In terms of histochemistry, hypoxia-inducible factor (HIF)-1α is well known to induce vascular endothelial growth factor (VEGF), which in turn correlates with tumor progression. Accordingly, Tickoo et al. reported high levels of HIF-1α expression in patients with SRCC [4].

On the other hand, some reports have noted the relationship between sarcomatoid features and the epithelial-to-mesenchymal transition (EMT), an important metastatic process, in RCC [3]. For example, Boström et al. mentioned that transforming growth factor (TGF)-β expression correlated with EMT in patients with SRCC [6]. Furthermore, Lamouille et al. demonstrated a relationship between TGF-β and mTOR complex 2, which is required for cell migration and invasion in vitro [7].

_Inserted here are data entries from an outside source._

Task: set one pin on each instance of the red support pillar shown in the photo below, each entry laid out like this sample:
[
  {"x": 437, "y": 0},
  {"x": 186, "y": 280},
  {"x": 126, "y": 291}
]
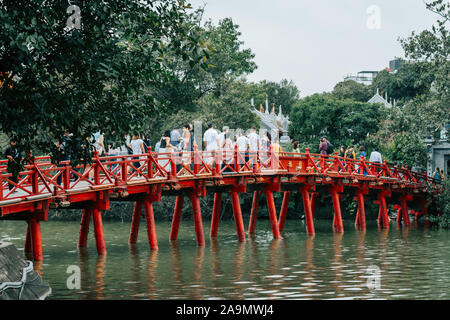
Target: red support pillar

Regarding our present case, the clinical course demonstrates the efficacy of switching from interferon-α to molecular-targeting agents. Unfortunately, evidence regarding the effectiveness of axitinib or everolimus for mSRCC is currently lacking.

However, given the fact that VEGF, a target of the multi-tyrosine kinase inhibitor axitinib, is expressed at high levels in SRCC, and that mTOR, a target of everolimus, possibly correlates with EMT in mSRCC, it is reasonable to treat mSRCC with these molecular-targeting agents.

The systemic effects of bone-modifying agents such as zoledronic acid or denosumab on cancer-specific survival remain controversial, and the effects on mSRCC are also unknown. Although the sarcomatoid component comprised >50 % of the RCC in our present case, we were able to maintain a comparatively stable disease through multidisciplinary treatment.

Conclusions

We have described our experience with a case of mSRCC; to the best of our knowledge, the long survival duration (currently 71 months) is rare. Multidisciplinary treatments, that is, a combination of radical surgery, cytokine therapy, molecular-targeting therapy, radiotherapy, and bone-modifying agent therapy, were therefore effective for long-term survival in this case. Further research is needed to determine the correlation between treatment and molecular mechanisms in mSRCC.

Consent

Written informed consent was obtained from the patient for publication of this case report and any accompanying images. A copy of the written consent is available for review by the Editor-in-Chief of this journal.